Herr Zecha, mit welchen Erwartungen blicken Sie auf die kommende AMB?
Ich rechne mit einem großen Erfolg der AMB 2022. Sie gibt uns erstmals seit drei Jahren wieder die Chance, unsere Innovationen vor einem großen Publikum zu präsentieren. Unsere Mitglieder haben die letzten Jahre genutzt und intensiv entwickelt. Die Früchte dieser Arbeit wollen wir jetzt zeigen. Eine große Messe ist überfällig. Das Publikum ist hungrig, endlich wieder Face-to-Face kommunizieren und über aktuelle Fertigungsthemen diskutieren zu können. Die letzten Jahre haben gezeigt: Virtuelle Meetings sind gut, aber kein Ersatz für den direkten Dialog – insbesondere, wenn es um kniffelige technische Details geht. Welche Trends die Branche aktuell bewegen, können die Besucher an den ersten vier Messetagen auf dem VDMA-Technologieforum in Halle 1, Stand B50 erleben.
Der Maschinen- und Anlagenbau hat seine Prognosen für 2022 nach unten korrigiert. Spürt die Präzisionswerkzeug-Branche auch eine Abkühlung?
Unsere Prognose mit einem Produktionsplus von acht Prozent war zu Jahresbeginn vollkommen richtig, denn Corona-bedingt haben wir einen Investitionsstau. Keiner hat jedoch mit dem Krieg in der Ukraine gerechnet. Verunsicherung führt zu einer Zurückhaltung bei Kauf- und Investitionsentscheidungen. Wir merken diese Situation auch, aber nicht so stark wie der restliche Maschinen- und Anlagenbau. Dort sind die Summen viel größer und Investitionen werden eher verschoben. Trotzdem, der Bedarf ist da, und ich rechne damit, dass er früher oder später zum Tragen kommt – gerade auch vor dem Hintergrund der Transformation hin zu nachhaltigeren Prozessen. Auf der anderen Seite sehen wir einen großen Überhang an Aufträgen, die teilweise aufgrund von Materialknappheit, gestörten Lieferketten und fehlenden Fachkräften nicht abgearbeitet werden können. Dennoch: Ich bleibe zuversichtlich.
Welche technischen Themen werden die AMB in diesem Jahr prägen?

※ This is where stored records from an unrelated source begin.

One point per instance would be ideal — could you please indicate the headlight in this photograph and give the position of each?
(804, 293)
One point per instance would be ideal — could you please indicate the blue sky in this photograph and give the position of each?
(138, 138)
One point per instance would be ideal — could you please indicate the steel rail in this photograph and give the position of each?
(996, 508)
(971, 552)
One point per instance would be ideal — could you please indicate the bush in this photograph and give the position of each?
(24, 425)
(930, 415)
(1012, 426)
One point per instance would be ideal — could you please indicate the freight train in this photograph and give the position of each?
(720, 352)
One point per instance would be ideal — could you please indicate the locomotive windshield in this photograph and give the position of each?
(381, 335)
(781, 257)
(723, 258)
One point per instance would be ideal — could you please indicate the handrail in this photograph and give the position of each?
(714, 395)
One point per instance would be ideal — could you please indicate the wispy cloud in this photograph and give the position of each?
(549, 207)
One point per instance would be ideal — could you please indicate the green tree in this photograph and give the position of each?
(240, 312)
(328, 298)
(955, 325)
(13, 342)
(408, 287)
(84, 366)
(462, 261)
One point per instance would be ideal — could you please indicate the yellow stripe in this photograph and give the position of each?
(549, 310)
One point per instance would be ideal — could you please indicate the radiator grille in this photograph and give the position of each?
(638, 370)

Was alle beschäftigt, ist der Wandel hin zu „grünen“ Prozessen. Wie schaffen wir es, dass die Werkzeugindustrie „grün“ wird? Wie führen wir künftig den Nachweis, dass bei der Gewinnung kritischer Rohstoffe wie Kobalt alles korrekt läuft? Wie gelingt es, unsere Energiewirtschaft umweltfreundlicher aufzustellen? Das sind Fragen, auf die wir Antworten finden müssen. Die Hersteller werden sich dabei unterschiedlich positionieren, auch abhängig davon, in welchen Kundenbranchen sie aktiv sind. Nichts ist beständiger als der Wandel. Und das ist gut so, denn Veränderung bringt auch neue Chancen.
Viele Aussteller haben eine hohe Zahl an Innovationen angekündigt. Worauf sollten die Besucher besonders achten?
Im VDMA-Präzisionswerkzeuge läuft derzeit wieder eine Umfrage unter den Mitgliedern, welche Innovationen sie auf der AMB vorstellen werden. Ich würde jedem Besucher empfehlen, eher zwei Tage auf die AMB zu kommen als nur einen, und sich die neuen Lösungen genau erläutern zu lassen. Vielfach steckt die Innovation im Detail und ist nicht auf den ersten Blick ersichtlich. Es wird nicht einzelne Themen geben, die hervorstechen, sondern einen bunten Strauß aus den unterschiedlichsten Bereichen.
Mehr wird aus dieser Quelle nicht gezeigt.